I felt terrible, both for Jane and for Kali and Kelly. I should have had a more definite outline and transitions together, and if I had chances are better the slip-up would never have happened. Also, I should accept that working from notes is sometimes appropriate and necessary. The whole weekend was so beautiful, and I wish I had done more to take advantage of that chance to be a special part of it.
But then again, I'm not objective. I tend to be oblivious to my flaws, but once they are pointed out to me I either deny that they exist or I dwell on them. I couldn't deny that I had not prepared as well as I should have, so I dwelt on it. Soon I was convinced I had given the worst public speech since Mike Love's when the Beach Boys were inducted into the Hall of Fame.
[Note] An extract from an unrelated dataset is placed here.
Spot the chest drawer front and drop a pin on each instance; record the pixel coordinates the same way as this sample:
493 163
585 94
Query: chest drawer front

But was it really that bad? I couldn't tell. I felt like I should apologize to Kelly and Kali, but they were busy, plus I wondered if it was best to not mention it yet. Maybe it didn't even seem that bad to them, though even if it did I don't think they would tell me.
Certainly I apologized to Jane profusely, and because she is wise and just, as well as a great mother and wife, she has helped ease my mind with regard to the destructive impact of the speech. She has been, dare I say, my salvation. And, on the bright side, if I'd given a prepared speech the chances they would have finished right on time with the sunset would have been much lower.
Anyway, the wedding officially kicked ass. I should have known when I got the invitation CD in the mail that we were in for something special. One of the other things I mentioned in my speech was that while all weddings are special, they don't always mean a whole lot. What I mean is that some kick-ass weddings produce shitty marriages, and vice-versa.
But in some cases, I think a wedding can tell you a lot about what kind of marriage two people will have. When two people can pull off an event like this, you take notice. They made it happen by thinking about what was possible, in a literal kind of way. They made it happen by asking their friends and family to chip in, and by having friends and family that wanted to do it. They made it happen in a beautiful place, and they made it happen while they told their friends and family what it truly meant to them to be married, and why history's view of marriage is something we should all think about. It takes a certain grace to pull all of that off, to master all the details and engage the different people and express a contagious faith that it's going to work. Then when it does work, it makes you think those people could do anything they want as they live their lives together.
Weddings like that stay with you for a long time, and somehow, even if it's not you that's getting married, they make you feel alive. You think back to your own wedding, and you are glad the person you said "I do" to is still standing next to you, watching the sun slide into the ocean and getting ready to dance the night away.